Kleingartenanlagen in Berlin: So können Kleingärtner ihre Parzellen verteidigen

Landschaftsarchitekt Klaus Neumann gibt Gärtnern Ratschläge. Kleingärten haben "enorme Bedeutung für das Wohlbefinden der Menschen".

Natürlich hob der grauhaarige Mann am Mikrofon kurz die Stimme, schließlich verkündete er eine bedrohliche Nachricht: „Ich werde Sie mit Sicherheit verärgern. Aber das ist gewollt.“ Da dürften einige Zuhörer im Raum M1 des City Cubes zusammengezuckt sein. Sie wollten eigentlich nur etwas zum Thema „Kleingärten im Wandel“ hören, auf Ärger waren sie nicht unbedingt eingestellt.
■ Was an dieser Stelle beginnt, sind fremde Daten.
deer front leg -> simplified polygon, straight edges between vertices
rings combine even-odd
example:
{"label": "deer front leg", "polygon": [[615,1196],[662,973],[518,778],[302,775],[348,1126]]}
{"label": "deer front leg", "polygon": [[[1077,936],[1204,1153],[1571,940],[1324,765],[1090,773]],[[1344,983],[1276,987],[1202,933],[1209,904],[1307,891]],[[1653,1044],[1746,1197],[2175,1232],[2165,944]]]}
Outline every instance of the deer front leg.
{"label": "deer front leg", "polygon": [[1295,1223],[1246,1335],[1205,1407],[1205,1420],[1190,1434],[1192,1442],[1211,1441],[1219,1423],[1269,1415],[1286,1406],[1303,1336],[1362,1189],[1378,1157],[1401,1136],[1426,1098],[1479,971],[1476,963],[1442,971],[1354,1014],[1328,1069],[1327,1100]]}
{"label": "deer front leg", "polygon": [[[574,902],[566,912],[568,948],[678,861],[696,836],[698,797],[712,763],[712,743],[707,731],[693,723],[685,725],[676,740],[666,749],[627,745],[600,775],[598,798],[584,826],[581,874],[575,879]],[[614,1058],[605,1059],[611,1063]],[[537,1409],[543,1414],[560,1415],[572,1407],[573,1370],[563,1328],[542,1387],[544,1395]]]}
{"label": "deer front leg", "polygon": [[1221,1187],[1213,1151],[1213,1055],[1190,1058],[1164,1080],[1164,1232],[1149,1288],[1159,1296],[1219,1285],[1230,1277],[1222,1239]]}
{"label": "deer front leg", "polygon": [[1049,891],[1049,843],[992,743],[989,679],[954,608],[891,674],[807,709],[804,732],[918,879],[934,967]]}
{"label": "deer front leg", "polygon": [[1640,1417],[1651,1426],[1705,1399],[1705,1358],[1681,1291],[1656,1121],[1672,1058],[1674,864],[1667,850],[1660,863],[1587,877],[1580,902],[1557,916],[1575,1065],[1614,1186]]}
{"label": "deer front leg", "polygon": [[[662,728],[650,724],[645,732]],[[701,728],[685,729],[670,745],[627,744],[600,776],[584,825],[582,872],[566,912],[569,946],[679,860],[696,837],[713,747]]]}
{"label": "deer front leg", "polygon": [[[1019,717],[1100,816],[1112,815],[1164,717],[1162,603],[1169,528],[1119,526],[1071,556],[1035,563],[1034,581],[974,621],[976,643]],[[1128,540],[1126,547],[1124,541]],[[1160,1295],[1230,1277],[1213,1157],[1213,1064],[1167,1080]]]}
Würde es so schlimm werden?

Wenn’s natürlich schon ärgerlich ist, dass der Präsident der Deutschen Gartenbau Gesellschaft aufmerksamen Kleingärtnern diverse Argumente liefert für deren verbalen Kampf gegen Leute, die Kleingärten für den Wohnungsbau nützen wollen, dann war es natürlich schlimm. Ansonsten bleibt es das Geheimnis von Klaus Neumann, dem Landschaftsarchitekten, was er mit seiner düsteren Einleitung gemeint hat.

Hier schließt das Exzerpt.